O Novo Testamento não surgiu em um vácuo histórico de pensamento teológico e visões sobre o cosmos, a política e a natureza de Deus. Os autores dos documentos que, quase quatrocentos anos depois de terem sido escritos, foram agrupados em uma coleção que se tornou autoritativa para os cristãos, faziam parte de um ambiente de pensamentos e crenças que estavam em um fluxo continuo de desenvolvimento ligado ao passado. A forma mais visível dessa conexão com ideias anteriores é a relação entre as crenças que aparecem no Novo Testamento e as histórias do Antigo Testamento (ou Bíblia Hebraica). A continuidade entre essas duas coleções de escritos é bastante clara e conhecida.
Contudo, há algumas coisas no Novo Testamento que não são encontradas (pelo menos em sua forma mais completa e desenvolvida) no Antigo Testamento. Ideias como possessão demoníaca, exorcismo, batismo, expectativa do fim do mundo etc., parecem não ter uma relação tão imediata com os profetas, salmos e histórias da Bíblia Hebraica, e refletem um desenvolvimento muito avançado de temas que, se muito, aparecem apenas em seu estágio embrionário nos livros do Antigo Testamento. Essa impressão se dá pelo fato de que o fluxo de desenvolvimento do pensamento teológico do Antigo para o Novo Testamento está cortado por um espaço de vários séculos que é preenchido com uma literatura que não faz parte da Bíblia que a maioria das pessoas está acostumada a ler. Esses livros surgiram no período de tempo que liga os profetas do Antigo Testamento com os escritores do Novo Testamento, e apresentam uma teologia muito mais parecida com o que vemos nas epístolas e nos evangelhos: a literatura apocalíptica, com sua divisão entre demônios que dominam a Terra e anjos que trazem mensagens de Deus, sua narrativa de uma guerra cósmica entre Deus e o Diabo, sua visão sobre a opressão dos inimigos contra o povo escolhido e sua expectativa e esperança a respeito da iminente libertação de Deus, trazendo um reino de paz e vitória para a nação de Israel.

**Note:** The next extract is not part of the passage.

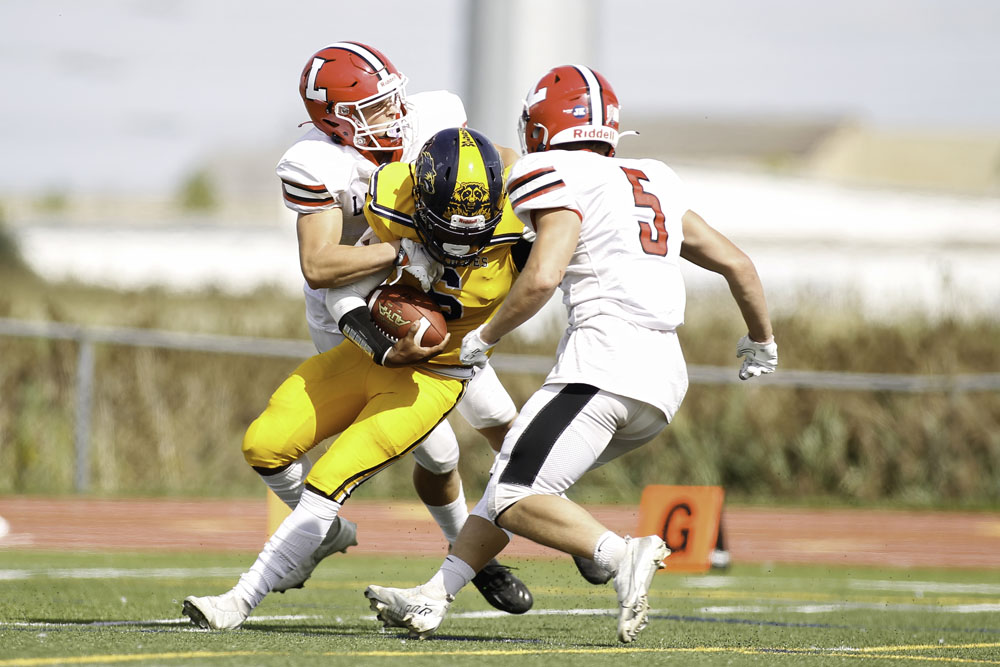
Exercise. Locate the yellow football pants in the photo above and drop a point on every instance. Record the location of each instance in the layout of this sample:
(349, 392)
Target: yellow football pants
(381, 414)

O objetivo deste pequeno livro é tornar o leitor consciente desse problema e chamar a atenção para a existência desse assunto que é de extrema importância para o entendimento do Novo Testamento. Eu não procuro forjar uma nova chave-hermenêutica para compreender a Bíblia. Este não é um exercício de teologia sistemática. O que busco aqui é uma breve contextualização histórica sobre um tema que permeava a mente daqueles que redigiram os documentos que foram canonizados tantos anos depois, na esperança de que algumas coisas ditas por esses autores sejam compreendidas em seu contexto histórico original.